Telegram founder Pavel Durov is under formal investigation and will not be allowed to leave France, a French prosecutor said in a statement released Wednesday night.
The Russian-born billionaire is being investigated for several suspected offenses related to criminal activity on the platform, including complicity in illegal gang transactions, “laundering of crimes in an organized gang,” and refusal to communicate information to authorities, according to the French prosecutor’s statement.
He must remain in the country under judicial supervision, with a bail set at $5.56 million (5 million euros), and is required to report to the French police station twice a week.
Durov was released from police custody in France earlier in the day and transferred to court for questioning, prosecutors told CNN, days after his dramatic arrest at a Paris airport.
The formal investigation announced Wednesday evening does not imply guilt in the French legal system, but indicates that prosecutors believe there is enough of a case to merit a serious official investigation. He has not yet been formally charged.
Wednesday’s prosecutor’s office statement added that the French National Office for Minors has reported to the prosecutor’s office the “near absence of response” from Telegram to court requests concerning offenses that include trafficking, online hate speech, and pedophilia crimes.
The suspected acts being probed include “complicity in the administration of a platform enabling an illegal transaction in an organized gang,” an offense that can carry a maximum sentence of 10 years in prison.
Durov, 39, was detained at Paris’s Bourget Airport on Saturday on a warrant related to Telegram’s lack of moderation. He was being investigated on charges relating to a host of crimes, including allegations that his platform was complicit in aiding fraudsters, drug traffickers and people spreading child pornography.
Telegram, and its lack of content moderation, has also come under scrutiny for its use by terrorist groups and far-right extremists.
He was placed in custody for up to 96 hours, the maximum amount of time someone can be held under French law before being charged.
Durov’s arrest started a row over freedom of speech, and caused particular concerns in both Ukraine and Russia, where it is extremely popular and has become a key communication tool among military personnel and citizens during Moscow’s war on its neighbor.
Russia criticized Paris on Wednesday for its detention of Durov.

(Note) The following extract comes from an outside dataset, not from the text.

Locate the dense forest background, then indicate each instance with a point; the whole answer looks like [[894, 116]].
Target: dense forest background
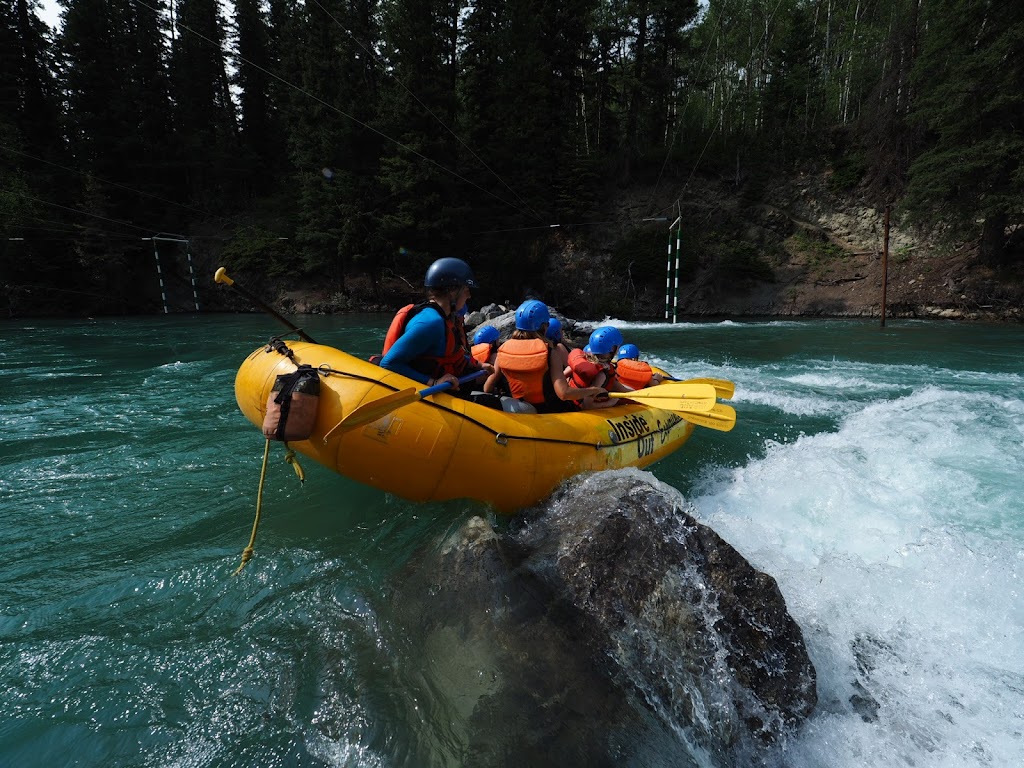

Foreign Ministry spokesperson Maria Zakharova said, “It seems to me that all this has once again demonstrated the true attitude of the French leadership, which has blatantly trampled on international norms in the field of protecting freedom of speech and expression, for only one reason – because if they protect certain standards, they must not only comply with them, they must protect and implement them.”
The Kremlin has sought to calm fears in Russia about the future of the app, with Russian government spokesman Dmitry Peskov attempting to dispel calls for users to delete their sensitive messages on the app.
‘No way political’
French President Emmanuel Macron on Monday said the decision to bring charges against Durov was “in no way political,” a rare intervention by a French leader into a judicial matter.
Telegram was launched in 2013 by Durov and his brother, Nikolai. The app now has more than 950 million users, according to a post from Durov last month, making it one of the most widely used messaging platforms in the world.
Conversations on the app are encrypted, meaning that law enforcement agencies – and Telegram itself – have little oversight on what users post.
Durov was born in the Soviet Union in 1984, and in his 20s became colloquially known as the “Mark Zuckerberg of Russia.” He left the country in 2014 and now lives in Dubai, where Telegram is headquartered, while also holding French citizenship.
He is worth an estimated $9.15 billion, according to Bloomberg, and has maintained a lavish, globe-trotting lifestyle over the past decade.
But while his app has won plaudits from free speech groups and enabled private communication in countries with restrictive regimes, critics say it has become a safe haven for people coordinating illicit activities – including the terrorists who planned the Paris terror attacks in November 2015.
“You cannot make it safe against criminals and open for governments,” Durov told CNN in 2016. “It’s either secure or not secure.”